The Global Justice Clinic and a coalition of civil society organizations led by Conectas co-authored a report, Remedy for Business-Related Human Rights Abuses: Lessons from Emblematic Cases in the Region, for a thematic hearing at the Inter-American Commission on Human Rights (IACHR) in May 2019 in Jamaica. In July 2019, Derecho, Ambiente y Recursos Naturales (DAR), an NGO in Peru that promotes indigenous rights in the Amazon and one of the co-authors, released a Spanish version of the report which includes a summary of the hearing.
The Global Justice Clinic contributed two case studies to the report on the challenges of ensuring remedy for rights violations committed by companies at the early stages of metal mining activities and those due to abusive deployment of digital surveillance tools against human rights defenders. The first case study focuses on violations of the rights to information and participation in decisions regarding mining in Haiti’s nascent extractive industry. GJC has a longstanding collaboration with the Kolektif Jistis Min, a platform of Haitian social justice organizations, to advance human rights threatened by the development of metal mining in Haiti. In 2015, the Clinic and KJM submitted a brief and later testified at a hearing before the IACHR on access to information challenges in the context of mining, tourism, and the practice of journalism.
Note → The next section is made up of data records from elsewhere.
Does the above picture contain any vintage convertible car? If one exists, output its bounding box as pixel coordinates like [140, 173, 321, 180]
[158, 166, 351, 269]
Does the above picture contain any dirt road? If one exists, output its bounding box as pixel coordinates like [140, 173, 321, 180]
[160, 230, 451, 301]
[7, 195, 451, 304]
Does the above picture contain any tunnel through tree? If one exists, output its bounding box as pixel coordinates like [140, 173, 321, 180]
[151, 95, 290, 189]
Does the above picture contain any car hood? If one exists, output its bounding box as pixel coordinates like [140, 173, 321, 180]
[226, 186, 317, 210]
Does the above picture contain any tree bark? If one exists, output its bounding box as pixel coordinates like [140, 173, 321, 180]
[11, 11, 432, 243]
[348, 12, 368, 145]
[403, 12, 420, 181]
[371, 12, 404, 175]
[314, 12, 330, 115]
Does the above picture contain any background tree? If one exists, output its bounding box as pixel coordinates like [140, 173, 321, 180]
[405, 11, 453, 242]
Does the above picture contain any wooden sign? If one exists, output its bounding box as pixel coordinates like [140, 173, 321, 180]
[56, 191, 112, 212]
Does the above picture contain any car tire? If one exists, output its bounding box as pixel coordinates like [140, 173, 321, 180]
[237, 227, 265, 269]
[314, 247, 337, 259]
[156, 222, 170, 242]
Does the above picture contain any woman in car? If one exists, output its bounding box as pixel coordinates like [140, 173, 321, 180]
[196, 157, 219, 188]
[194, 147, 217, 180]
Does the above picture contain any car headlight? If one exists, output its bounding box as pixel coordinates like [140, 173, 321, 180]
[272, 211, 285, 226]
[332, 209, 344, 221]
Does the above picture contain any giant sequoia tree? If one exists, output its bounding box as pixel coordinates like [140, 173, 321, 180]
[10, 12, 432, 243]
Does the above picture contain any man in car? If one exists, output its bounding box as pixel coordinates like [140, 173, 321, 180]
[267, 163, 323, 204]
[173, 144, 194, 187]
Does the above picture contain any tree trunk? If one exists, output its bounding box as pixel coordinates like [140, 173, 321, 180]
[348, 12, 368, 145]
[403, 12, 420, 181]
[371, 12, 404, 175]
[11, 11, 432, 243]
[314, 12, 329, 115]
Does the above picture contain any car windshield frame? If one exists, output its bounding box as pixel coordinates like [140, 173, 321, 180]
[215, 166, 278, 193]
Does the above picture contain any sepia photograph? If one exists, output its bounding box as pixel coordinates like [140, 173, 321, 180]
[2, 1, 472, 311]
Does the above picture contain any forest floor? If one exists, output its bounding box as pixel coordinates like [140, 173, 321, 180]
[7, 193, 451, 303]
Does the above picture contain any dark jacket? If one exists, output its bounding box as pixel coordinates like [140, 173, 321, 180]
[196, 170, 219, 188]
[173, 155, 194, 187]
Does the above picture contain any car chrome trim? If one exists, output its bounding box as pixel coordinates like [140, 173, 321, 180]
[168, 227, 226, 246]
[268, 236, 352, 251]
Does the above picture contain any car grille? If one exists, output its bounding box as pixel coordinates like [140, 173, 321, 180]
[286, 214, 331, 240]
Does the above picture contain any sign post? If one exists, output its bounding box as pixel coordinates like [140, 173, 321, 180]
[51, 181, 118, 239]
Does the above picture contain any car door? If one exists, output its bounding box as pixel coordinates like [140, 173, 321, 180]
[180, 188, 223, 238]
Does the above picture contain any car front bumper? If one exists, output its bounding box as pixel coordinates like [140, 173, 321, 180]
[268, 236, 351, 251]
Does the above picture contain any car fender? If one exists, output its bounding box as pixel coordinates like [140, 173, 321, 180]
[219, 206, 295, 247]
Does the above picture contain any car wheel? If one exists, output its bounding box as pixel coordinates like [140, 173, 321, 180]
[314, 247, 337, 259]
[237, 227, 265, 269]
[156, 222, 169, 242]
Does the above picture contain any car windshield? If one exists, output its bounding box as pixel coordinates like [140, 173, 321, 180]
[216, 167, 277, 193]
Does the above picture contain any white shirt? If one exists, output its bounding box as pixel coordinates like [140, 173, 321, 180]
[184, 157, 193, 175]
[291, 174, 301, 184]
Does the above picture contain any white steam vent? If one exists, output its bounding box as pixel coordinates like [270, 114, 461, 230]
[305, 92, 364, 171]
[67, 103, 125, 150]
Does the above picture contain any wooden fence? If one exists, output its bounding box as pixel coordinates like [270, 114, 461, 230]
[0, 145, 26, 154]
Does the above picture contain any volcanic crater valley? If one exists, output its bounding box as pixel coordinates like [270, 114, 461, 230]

The other GJC case study draws on the Clinic’s Commercial Spyware and the Surveillance State project, a joint initiative with the Robert L. Bernstein Institute for Human Rights and Amnesty Tech, a program at Amnesty International. The submission addresses the need to ensure that individuals targeted with commercial spyware—powerful digital surveillance tools that enable governments to turn a person’s cell phone into a pocket spy, recording their data, communications, and location—have access to remedy for violations of their rights to privacy, freedom of opinion and expression. The secrecy surrounding the multi billion–dollar digital surveillance industry complicates efforts to hold accountable the private companies that develop and distribute the software and the government purchasers that misuse it to harass and intimidate dissidents, journalists and other human rights defenders. The difficulty of remedying the chilling effect caused by even the threat of such invasive and nearly undetectable digital surveillance underscores the importance of preventive measures, including robust due diligence, a legal framework that guarantees adherence to the principles of legality, necessity and proportionality, and independent oversight of the industry.